Roth 403(b) vs Roth 401(k): What Is the Actual Difference?
Structurally identical. Same tax treatment, same limits, same rules. The real difference is the same investment fee gap as the traditional versions. Updated 17 April 2026.
The short answer
Roth 403(b) and Roth 401(k) are structurally identical. Same $23,500 contribution limit, same after-tax contribution treatment, same tax-free growth and withdrawal rules, same 5-year clock requirement, same RMD exemption (since 2024). The Roth designation does not change the underlying plan type or its investment options and fees.
Where they differ
Exactly the same places as the traditional versions differ. A Roth 403(b) in an annuity plan still has 1.5-3% annual fees. A Roth 401(k) with index funds still has 0.03-0.1% fees. The Roth wrapper changes the tax treatment of contributions and withdrawals; it does not change the investment products available or their costs.
Match implications
Even if you elect 100% Roth contributions, your employer match almost always goes into the traditional (pre-tax) bucket. Under SECURE 2.0, employers may optionally offer Roth matching contributions (after-tax employer match), but as of 2026 most have not implemented this. Result: if you are a "full Roth" contributor, you will still have a pre-tax component in your account from employer matching.
The 5-year clock
Each Roth 403(b) and Roth 401(k) has its own 5-year clock starting with the first Roth contribution to that plan.
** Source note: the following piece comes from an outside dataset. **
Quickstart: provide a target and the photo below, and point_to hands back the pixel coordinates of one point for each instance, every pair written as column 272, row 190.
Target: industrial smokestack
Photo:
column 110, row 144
Qualified distributions (tax-free) require: (1) the 5-year clock has run, and (2) you are over 59.5, disabled, or deceased. Rolling a Roth 403(b) to a Roth IRA resets the 5-year clock to the earlier of the IRA or the plan, which can be beneficial if the IRA has been open for five years already.
When to use Roth 403(b) or Roth 401(k)
- You expect to be in a higher tax bracket in retirement than now (early career, high-growth earners)
- You are in a low marginal tax bracket today (taxable income under $47,150 single or $94,300 married filing jointly in 2026)
- You plan to retire in a state with income tax but may move to a no-income-tax state (check noincometaxstates.com for which states apply)
- You want to avoid RMDs on this account (Roth employer plan accounts are now exempt from RMDs during your lifetime, like Roth IRAs)
- You have a long time horizon and tax-free compounding benefit is substantial
Worked example: Traditional vs Roth (same tax bracket)
Assumptions: $10,000 contributed, 22% tax bracket now and in retirement, 7% return, 30 years, 0.1% fees.
Traditional
Saves $2,200 tax today
$10,000 grows to $73,000
Withdraw: taxed at 22%
After-tax: ~$56,900
Roth
No tax savings today
$10,000 grows to $73,000
Withdraw: tax-free
After-tax: $73,000
At the same tax bracket, Roth wins because the $2,200 you paid in tax today would have grown to $16,100 over 30 years (the tax you would owe on the traditional withdrawal). If you expect a lower bracket in retirement, traditional wins.